**[Introduction to Machine Learning Home Page](https://www.kaggle.com/learn/intro-to-machine-learning)**

---


# Introduction
Machine learning competitions are a great way to improve your data science skills and measure your progress. 

In this exercise, you will create and submit predictions for a Kaggle competition. You can then improve your model (e.g. by adding features) to improve and see how you stack up to others taking this micro-course.

The steps in this notebook are:
1. Build a Random Forest model with all of your data (**X** and **y**)
2. Read in the "test" data, which doesn't include values for the target.  Predict home values in the test data with your Random Forest model.
3. Submit those predictions to the competition and see your score.
4. Optionally, come back to see if you can improve your model by adding features or changing your model. Then you can resubmit to see how that stacks up on the competition leaderboard.

## Recap
Here's the code you've written so far.

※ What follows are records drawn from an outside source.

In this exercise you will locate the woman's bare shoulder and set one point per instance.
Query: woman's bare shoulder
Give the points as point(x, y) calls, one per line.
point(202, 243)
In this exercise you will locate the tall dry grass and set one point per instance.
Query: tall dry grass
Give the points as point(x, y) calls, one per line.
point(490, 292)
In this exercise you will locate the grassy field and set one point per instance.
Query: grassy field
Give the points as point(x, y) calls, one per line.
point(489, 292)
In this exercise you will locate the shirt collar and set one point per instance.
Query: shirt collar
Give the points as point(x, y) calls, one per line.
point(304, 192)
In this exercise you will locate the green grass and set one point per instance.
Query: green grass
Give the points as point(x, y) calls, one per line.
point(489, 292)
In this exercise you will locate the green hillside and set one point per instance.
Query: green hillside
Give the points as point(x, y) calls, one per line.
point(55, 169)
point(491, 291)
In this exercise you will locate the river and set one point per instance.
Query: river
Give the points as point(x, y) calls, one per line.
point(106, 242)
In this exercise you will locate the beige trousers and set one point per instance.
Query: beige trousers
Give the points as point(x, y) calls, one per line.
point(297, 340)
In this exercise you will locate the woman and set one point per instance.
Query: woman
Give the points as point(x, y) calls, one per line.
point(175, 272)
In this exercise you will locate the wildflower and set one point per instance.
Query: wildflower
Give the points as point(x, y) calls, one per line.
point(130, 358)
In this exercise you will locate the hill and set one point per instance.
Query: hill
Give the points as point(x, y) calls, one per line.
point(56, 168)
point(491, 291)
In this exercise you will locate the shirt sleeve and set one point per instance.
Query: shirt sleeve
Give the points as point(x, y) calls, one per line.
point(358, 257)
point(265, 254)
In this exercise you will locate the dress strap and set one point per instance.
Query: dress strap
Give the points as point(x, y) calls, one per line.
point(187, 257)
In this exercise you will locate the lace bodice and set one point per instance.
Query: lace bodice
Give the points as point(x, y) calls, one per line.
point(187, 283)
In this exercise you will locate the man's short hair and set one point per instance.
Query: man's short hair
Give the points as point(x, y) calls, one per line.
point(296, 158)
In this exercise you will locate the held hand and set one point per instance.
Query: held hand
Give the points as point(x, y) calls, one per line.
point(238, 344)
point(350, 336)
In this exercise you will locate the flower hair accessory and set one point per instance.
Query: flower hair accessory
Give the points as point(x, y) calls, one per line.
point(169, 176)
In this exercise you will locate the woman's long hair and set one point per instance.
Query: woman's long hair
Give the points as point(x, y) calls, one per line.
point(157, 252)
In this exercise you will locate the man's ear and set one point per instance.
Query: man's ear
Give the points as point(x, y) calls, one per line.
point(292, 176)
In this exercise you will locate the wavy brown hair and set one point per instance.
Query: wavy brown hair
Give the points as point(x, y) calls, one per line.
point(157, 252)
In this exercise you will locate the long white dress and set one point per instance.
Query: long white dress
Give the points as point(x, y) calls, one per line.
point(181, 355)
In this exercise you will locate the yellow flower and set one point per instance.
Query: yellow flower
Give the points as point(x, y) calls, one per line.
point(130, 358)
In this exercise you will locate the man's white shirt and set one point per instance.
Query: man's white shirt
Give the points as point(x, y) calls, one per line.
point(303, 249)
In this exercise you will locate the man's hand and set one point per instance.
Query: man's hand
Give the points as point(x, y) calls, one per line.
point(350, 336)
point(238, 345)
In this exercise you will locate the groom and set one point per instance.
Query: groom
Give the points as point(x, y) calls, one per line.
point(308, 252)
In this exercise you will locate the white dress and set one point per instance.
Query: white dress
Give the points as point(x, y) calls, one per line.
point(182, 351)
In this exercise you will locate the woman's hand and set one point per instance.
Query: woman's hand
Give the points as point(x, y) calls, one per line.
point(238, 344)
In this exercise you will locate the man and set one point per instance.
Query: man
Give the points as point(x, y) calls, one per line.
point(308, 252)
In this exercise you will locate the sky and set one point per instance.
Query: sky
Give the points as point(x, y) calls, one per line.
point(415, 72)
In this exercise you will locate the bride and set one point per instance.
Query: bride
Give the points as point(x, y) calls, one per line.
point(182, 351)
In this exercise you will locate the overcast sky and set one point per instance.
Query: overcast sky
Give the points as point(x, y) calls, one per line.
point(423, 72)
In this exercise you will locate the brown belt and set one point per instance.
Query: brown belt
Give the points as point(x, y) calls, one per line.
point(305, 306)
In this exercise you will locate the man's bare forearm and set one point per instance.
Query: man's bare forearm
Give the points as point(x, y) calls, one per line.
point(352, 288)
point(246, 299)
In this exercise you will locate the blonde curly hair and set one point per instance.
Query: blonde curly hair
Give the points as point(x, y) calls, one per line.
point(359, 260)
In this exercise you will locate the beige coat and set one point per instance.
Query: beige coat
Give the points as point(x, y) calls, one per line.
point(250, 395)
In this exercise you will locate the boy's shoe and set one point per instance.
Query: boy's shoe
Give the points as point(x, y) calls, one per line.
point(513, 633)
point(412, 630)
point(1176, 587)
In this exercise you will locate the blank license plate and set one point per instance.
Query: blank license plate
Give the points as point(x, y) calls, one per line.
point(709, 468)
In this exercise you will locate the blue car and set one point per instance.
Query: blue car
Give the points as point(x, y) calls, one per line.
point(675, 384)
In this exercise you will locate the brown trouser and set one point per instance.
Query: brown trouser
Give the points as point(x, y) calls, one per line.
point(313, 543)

Start by running it again.

In [None]:
# Set up code checking
import os
if not os.path.exists("../input/train.csv"):
    os.symlink("../input/home-data-for-ml-course/train.csv", "../input/train.csv")  
    os.symlink("../input/home-data-for-ml-course/test.csv", "../input/test.csv") 
from learntools.core import binder
binder.bind(globals())
from learntools.machine_learning.ex7 import *

In [None]:
# Code you have previously used to load data
import pandas as pd
from sklearn.ensemble import RandomForestRegressor, GradientBoostingRegressor
from sklearn.metrics import mean_absolute_error
from sklearn.model_selection import train_test_split, cross_val_score
from sklearn.tree import DecisionTreeRegressor
import matplotlib.pyplot as plt
import numpy as np
import seaborn as sns
from scipy import stats
from sklearn.model_selection import GridSearchCV
from sklearn import preprocessing

from sklearn.compose import ColumnTransformer
from sklearn.pipeline import Pipeline
from sklearn.impute import SimpleImputer
from sklearn.preprocessing import OneHotEncoder, LabelEncoder

from sklearn.linear_model import LinearRegression, Lasso, Ridge
from sklearn.preprocessing import MinMaxScaler, RobustScaler, StandardScaler
from xgboost import XGBRegressor
from sklearn.feature_selection import SelectKBest, f_classif
from sklearn.decomposition import PCA
from scipy import stats
from scipy.stats import norm, skew

In [None]:
#treating outliers

def upper_cap (data, col):
    return np.mean (data [col]) + np.std (data [col])*2.1
def lower_cap (data, col):
    return np.mean (data [col]) - np.std (data [col])*2.5

def capping (data, list):
    for col in list:
        data.loc[(data [col] > upper_cap (data, col)),col] = upper_cap (data, col)
        data.loc[(data[col] < lower_cap (data, col)),col] = lower_cap (data, col)
    return data [list]

#removing elemenents from a list
def element_remove (list, list1):
    for element in list1:
        if element in list:
            list.remove(element)
    return list

In [None]:
# Path of the file to read. We changed the directory structure to simplify submitting to a competition
iowa_file_path = '../input/train.csv'
# path to file you will use for predictions
test_data_path = '../input/test.csv'

# read training data file using pandas
home_data = pd.read_csv(iowa_file_path)
# read test data file using pandas
test_data = pd.read_csv (test_data_path)

sns.set_style ('whitegrid')

In [None]:
plt.scatter(home_data ['GrLivArea'], home_data ['SalePrice'])

In [None]:
home_data = home_data.drop(home_data[(home_data['GrLivArea']>4000) & (home_data['SalePrice']<300000)].index)

#Check the graphic
fig, ax = plt.subplots()
ax.scatter(home_data ['GrLivArea'], home_data ['SalePrice'])
plt.ylabel('SalePrice', fontsize=13)
plt.xlabel('GrLivArea', fontsize=13)
plt.show()

In [None]:
home_data ['SalePrice'].describe ()

In [None]:
Y = home_data ['SalePrice']
train_ID = home_data ['Id']
test_ID = test_data ['Id']

home_data.drop ('SalePrice', axis = 1, inplace = True)
home_data.drop ('Id', axis = 1, inplace = True)
test_data.drop ('Id', axis = 1, inplace = True)

In [None]:
y = np.log1p (Y)
sns.distplot (y)

In [None]:
data = pd.concat ([home_data, test_data])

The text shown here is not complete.